Segundo ele, a medida de excluir os jogadores foi tomada para preservar a integridade dos demais garotos, apesar de não revelar quem e quanto seriam os atletas envolvidos no caso.

Em um programa na internet, o diretor chegou a afirmar que a namorada de um jogador teria sido assassinada, e que o crime tinha suspeitas de envolvimento com o tráfico de drogas.

Ao GloboEsporte.com, por telefone, ele informou que os jogadores foram afastados após uma mudança súbita de comportamento e ostentação de posses de origem duvidosa, incompatíveis com padrão de vida dos atletas.

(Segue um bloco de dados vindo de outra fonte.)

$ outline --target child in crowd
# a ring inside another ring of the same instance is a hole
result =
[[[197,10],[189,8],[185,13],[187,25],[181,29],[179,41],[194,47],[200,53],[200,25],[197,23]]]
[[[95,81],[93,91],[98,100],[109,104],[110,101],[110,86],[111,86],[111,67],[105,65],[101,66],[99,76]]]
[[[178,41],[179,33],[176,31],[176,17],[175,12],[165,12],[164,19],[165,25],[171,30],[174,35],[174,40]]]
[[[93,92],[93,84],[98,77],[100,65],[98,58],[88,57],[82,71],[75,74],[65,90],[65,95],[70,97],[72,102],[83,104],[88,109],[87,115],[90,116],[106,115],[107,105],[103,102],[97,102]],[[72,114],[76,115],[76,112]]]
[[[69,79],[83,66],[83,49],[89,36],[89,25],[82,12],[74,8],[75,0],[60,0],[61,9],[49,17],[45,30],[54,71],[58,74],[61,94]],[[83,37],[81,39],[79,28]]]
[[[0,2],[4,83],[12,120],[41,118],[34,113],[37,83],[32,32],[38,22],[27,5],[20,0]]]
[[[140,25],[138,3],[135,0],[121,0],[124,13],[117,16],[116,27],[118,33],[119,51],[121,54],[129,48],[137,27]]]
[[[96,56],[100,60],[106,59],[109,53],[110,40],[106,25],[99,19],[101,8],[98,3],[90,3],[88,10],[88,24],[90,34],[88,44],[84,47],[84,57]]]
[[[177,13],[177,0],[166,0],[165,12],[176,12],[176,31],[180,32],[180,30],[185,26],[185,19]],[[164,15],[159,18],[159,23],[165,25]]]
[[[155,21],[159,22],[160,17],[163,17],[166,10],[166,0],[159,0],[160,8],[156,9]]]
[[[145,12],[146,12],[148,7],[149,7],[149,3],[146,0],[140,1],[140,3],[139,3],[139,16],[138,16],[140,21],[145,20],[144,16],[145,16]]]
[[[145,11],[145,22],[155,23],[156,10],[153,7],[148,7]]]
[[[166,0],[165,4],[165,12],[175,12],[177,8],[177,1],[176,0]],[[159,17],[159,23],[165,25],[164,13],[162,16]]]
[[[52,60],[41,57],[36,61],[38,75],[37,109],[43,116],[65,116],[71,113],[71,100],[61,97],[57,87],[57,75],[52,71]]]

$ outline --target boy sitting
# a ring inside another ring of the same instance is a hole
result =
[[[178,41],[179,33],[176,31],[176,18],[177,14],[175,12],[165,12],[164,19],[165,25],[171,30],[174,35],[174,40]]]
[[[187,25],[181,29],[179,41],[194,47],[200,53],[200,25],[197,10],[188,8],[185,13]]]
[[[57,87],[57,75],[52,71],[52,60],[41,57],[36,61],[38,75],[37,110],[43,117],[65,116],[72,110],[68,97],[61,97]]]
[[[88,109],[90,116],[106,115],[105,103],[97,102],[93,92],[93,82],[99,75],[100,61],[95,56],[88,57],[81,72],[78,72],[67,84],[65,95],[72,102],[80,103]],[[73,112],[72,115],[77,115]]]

– No dia a dia dos clubes e dos treinamentos a gente tem como saber e perceber uma mudança de postura mais drástica. A gente sabe quando um atleta chega para o treino num transporte que não é aquele que ele costuma usar, quando ostenta objetos caros mesmo sem ter um padrão de vida que justifique aquilo – disse

– Quando começamos a suspeitar de alguns atletas, investigamos e descobrimos que eles tinham envolvimento com ilícitos, e aí decidimos cortá-los do grupo – acrescentou.

Durante afirma que a decisão foi necessária para proteger a integridade dos demais jogadores, reiterando a responsabilidade dos clubes de trabalhar também o aspecto social dos atletas.

– Tivemos que tomar essa atitude, pois era o que estava ao nosso alcance naquele momento, mas a responsabilidade dos clubes com esses meninos tem que ser muito maior. É preciso que se adotem mecanismos para que através de palestras, psicólogo ou mesmo uma conversa com os pais, se possa verdadeiramente entrar na base e fazer alguma diferença. É preciso saber como funciona a vida do menino fora das quatro linhas – completou.